TCNJ partners with Trenton school to implement ‘best practices’ in the classroom
Many experts point to middle school as a key time in a student’s life, when they might form their love of learning a specific subject, or lose interest and even drop out.
In an effort to improve performance and help keep students engaged, Joyce Kilmer Middle School will rework how teachers instruct their students starting in September.
The school is working in partnership with The College of New Jersey’s school of education to create the “best practices” school.
Those best practices center around interdisciplinary teaching where teachers of different subjects work together so topics in each subject area build upon one another.
“If math is teaching measurement, science could be teaching graphs and the social studies person could be applying that to their content,” said Jeff Passe, the dean of the TCNJ school of education. “It is more efficient, more effective and what really is the key element of a successful modern middle school.”
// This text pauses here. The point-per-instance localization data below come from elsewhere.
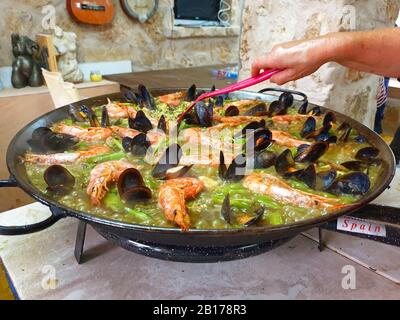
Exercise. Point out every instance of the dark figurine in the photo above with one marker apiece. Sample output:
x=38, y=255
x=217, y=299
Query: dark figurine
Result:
x=26, y=68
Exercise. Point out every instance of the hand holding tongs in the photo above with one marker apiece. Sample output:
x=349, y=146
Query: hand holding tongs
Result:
x=266, y=75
The partnership between the two began in January 2014 when Passe approached Superintendent Francisco Duran about forming a closer relationship between TCNJ and a Trenton middle school as part of the college’s effort to build its middle school teaching program. Duran, who himself had just reconfigured the school district to separate out elementary, middle and high schools, pointed him in the direction of Kilmer and Principal Paula Bethea.
The two began to work together and held a three-day retreat for teachers, staff and stakeholders to come together and give their ideas of what kind of school they hope Kilmer can be.
“All of us have the same goal in mind: having a model middle school teacher to reach student achievement,” Bethea said.
Eileen Heddy, an education instructor at TCNJ who is working to help craft the program, said the program will be helpful for TCNJ student teachers to learn the best ways to engage and interact with middle school students, who have specific needs.
“It is a very different experience from teaching high school,” Heddy said. “It is interdisciplinary teaching and there are all types of adolescent development. They are just different students.”
“A lot of research shows that especially in an urban setting, in terms of dropout rates, the middle school years are a crucial time when kids really start to either connect or disconnect with school,” Heddy said.
Although there is no middle school certification for teachers in New Jersey, TCNJ is hoping to build a middle school teaching curriculum to help teachers who are interested in teaching only middle school gain experience.
“We want our middle school candidates to be able to go to a school that really does the kind of instructional techniques that we teach them,” Passe said.
TCNJ and the school faculty are still working on the interdisciplinary curriculum so teachers can begin implementing it in September. Passe said TCNJ is committed to continually working with the staff for the long term to ensure that they are doing everything they can to improve the outcomes and engagement for students at Kilmer.
“We want the teachers there to own it,” Passe said. “We are here for the long term.”
Moving forward Passe said he hopes to engage other departments from the college to come to Kilmer as well, such as art and music education students, counseling students, business development and nursing students.